Is your wedding venue absolutely pristine with the exception of a large scuff on a white wall, or a broken fence post at the entryway? This is not uncommon. As you can imagine, hosting weddings and events results results in a lot of wear and tear on any venue. Many large venues have entire teams dedicated to keeping their property looking its best, but smaller event spaces and private estates may have only one venue manager keeping an eye out for damage and clutter. Regardless of the size of your venue, you'll likely want the place looking its best for your wedding day. If you've noticed something that needs to be fixed or cleaned up, here are a few ways to go about making this request.

Prior to signing your contract, you may be able to use this as a negotiating tool.

For issues that are obvious during an initial venue tour, wedding planner Julie Savage Parekh of Strawberry Milk Events recommends bringing them up right away. She says, "I think these things are always better asked before signing a contract as a negotiating tool. The venue will be more likely to accommodate your requests if they're also trying to get you to sign on the dotted line."

Keep the maintenance requests to a minimum and communicate clearly.

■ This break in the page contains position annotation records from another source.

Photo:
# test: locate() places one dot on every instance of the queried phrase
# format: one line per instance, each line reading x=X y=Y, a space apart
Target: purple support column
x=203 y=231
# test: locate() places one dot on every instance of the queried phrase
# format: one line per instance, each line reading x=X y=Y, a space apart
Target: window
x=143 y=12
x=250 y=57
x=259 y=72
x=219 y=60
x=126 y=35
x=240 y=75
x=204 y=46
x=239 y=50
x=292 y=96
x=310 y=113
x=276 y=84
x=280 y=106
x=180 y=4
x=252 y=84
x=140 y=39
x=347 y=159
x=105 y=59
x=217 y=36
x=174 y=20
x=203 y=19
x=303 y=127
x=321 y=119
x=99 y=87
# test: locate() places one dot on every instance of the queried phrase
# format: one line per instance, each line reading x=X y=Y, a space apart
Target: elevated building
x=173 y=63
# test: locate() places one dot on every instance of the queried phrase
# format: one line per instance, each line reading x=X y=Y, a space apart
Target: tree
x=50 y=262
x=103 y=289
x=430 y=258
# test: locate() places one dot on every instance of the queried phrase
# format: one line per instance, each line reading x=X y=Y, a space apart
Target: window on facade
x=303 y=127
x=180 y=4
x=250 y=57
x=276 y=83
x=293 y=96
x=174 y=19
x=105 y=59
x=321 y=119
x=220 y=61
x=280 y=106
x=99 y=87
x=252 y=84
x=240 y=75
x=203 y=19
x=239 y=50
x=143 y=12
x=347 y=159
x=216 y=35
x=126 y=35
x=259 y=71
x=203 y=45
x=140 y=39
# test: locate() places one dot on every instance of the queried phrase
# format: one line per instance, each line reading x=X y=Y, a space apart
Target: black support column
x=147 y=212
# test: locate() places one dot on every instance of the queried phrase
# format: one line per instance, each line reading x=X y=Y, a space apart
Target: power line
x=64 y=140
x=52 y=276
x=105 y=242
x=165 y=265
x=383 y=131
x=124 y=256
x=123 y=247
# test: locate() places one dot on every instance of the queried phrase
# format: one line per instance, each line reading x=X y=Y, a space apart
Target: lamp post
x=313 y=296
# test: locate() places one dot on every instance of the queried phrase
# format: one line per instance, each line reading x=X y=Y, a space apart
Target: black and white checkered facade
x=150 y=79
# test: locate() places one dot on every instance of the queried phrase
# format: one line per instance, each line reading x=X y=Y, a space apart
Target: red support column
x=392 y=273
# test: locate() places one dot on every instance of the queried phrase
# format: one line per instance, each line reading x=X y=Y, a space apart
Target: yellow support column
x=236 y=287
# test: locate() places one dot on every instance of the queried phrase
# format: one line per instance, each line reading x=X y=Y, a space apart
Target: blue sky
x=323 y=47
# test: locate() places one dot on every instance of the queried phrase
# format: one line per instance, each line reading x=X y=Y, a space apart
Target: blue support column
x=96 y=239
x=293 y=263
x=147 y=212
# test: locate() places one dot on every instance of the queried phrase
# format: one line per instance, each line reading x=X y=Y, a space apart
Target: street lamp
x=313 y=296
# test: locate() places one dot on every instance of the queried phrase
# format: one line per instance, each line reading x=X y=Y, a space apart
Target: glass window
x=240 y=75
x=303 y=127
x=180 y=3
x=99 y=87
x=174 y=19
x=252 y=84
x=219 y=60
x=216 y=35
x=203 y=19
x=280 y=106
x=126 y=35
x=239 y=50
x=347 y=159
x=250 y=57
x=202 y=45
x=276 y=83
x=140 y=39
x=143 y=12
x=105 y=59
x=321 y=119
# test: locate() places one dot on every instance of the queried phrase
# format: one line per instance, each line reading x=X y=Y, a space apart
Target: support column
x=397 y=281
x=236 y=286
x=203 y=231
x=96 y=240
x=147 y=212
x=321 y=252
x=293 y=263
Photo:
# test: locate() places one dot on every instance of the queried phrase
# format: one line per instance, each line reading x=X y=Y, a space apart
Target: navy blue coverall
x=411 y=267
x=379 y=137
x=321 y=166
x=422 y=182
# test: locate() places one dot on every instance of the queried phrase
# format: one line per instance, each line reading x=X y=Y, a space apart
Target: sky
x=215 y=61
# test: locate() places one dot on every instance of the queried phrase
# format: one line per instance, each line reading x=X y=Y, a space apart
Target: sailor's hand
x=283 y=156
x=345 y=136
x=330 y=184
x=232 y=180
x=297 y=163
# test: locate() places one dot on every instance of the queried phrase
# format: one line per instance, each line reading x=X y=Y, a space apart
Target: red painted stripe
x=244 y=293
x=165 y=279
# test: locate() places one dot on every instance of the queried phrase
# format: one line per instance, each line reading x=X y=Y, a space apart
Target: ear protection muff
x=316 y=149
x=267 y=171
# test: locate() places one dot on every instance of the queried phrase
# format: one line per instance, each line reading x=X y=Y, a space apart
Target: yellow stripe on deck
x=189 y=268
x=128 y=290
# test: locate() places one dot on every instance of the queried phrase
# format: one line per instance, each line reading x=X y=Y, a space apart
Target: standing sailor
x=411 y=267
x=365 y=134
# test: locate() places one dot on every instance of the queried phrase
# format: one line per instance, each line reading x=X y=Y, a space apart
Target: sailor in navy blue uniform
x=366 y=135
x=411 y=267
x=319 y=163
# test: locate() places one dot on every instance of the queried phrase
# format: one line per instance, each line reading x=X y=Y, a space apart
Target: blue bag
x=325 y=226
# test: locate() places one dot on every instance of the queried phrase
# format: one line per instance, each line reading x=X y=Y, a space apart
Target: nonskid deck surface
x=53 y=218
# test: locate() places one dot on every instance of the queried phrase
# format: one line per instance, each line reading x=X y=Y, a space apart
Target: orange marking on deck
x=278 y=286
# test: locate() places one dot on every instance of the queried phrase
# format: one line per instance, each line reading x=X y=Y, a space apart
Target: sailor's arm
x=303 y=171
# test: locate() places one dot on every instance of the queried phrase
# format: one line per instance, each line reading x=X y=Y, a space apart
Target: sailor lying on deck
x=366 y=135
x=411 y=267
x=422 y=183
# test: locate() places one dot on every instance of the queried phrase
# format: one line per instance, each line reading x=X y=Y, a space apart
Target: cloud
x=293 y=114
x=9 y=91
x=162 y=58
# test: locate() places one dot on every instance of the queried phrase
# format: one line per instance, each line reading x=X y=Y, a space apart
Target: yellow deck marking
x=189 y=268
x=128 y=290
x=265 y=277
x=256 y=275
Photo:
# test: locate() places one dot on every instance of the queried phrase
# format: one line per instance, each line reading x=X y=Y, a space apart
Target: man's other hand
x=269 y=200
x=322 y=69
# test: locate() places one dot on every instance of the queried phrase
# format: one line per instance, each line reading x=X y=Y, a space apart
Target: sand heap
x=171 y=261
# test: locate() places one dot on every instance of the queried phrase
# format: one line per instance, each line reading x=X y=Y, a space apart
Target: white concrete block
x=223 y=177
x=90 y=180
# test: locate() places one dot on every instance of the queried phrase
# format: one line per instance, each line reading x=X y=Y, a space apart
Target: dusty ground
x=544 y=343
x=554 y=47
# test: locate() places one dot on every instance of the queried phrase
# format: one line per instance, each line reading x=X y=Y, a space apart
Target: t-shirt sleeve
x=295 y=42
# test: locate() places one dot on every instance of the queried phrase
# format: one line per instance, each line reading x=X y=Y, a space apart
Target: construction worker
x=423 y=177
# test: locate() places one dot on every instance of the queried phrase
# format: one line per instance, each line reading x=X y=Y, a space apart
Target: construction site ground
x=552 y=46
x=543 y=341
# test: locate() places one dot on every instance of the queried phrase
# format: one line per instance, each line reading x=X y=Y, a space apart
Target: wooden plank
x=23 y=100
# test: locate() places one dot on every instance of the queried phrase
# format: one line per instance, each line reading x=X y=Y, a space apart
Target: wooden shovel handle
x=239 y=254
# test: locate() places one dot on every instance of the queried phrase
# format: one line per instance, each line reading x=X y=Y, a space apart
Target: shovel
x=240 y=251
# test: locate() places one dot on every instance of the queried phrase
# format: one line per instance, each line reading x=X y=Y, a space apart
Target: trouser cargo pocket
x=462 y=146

Parekh says, "I'd advise asking politely rather than demanding, at least to start the conversation. Sometimes a call or in-person conversation will go over better than sending a two-page document on all the things that you think a venue should fix. If you make this a point of discussion, try to stay focused on the issue rather than piggy-back it off of another point or disappointment. Otherwise, the venue will feel like you're just looking to complain, or recoup money spent with a laundry list."

Point out the issue in a way that credits the venue manager for their high standards.

Many venue managers take pride in keeping their property looking its best, and you want to approach any conversation about maintenance in a delicate manner. It's usually best to assume they may not have noticed a new stain in the carpeting or other damage from a previous event. If the standards at your venue are generally high, simply pointing out a problem may be enough to get it fixed. Parekh says, "Sometimes you don't notice things until you take a closer look, like after you've signed your contract, or during a second or third site visit. And sometimes, you notice things that have broken or changed since you first visited. I think it's perfectly acceptable to point out these things if it's not up to the venue's typical standards."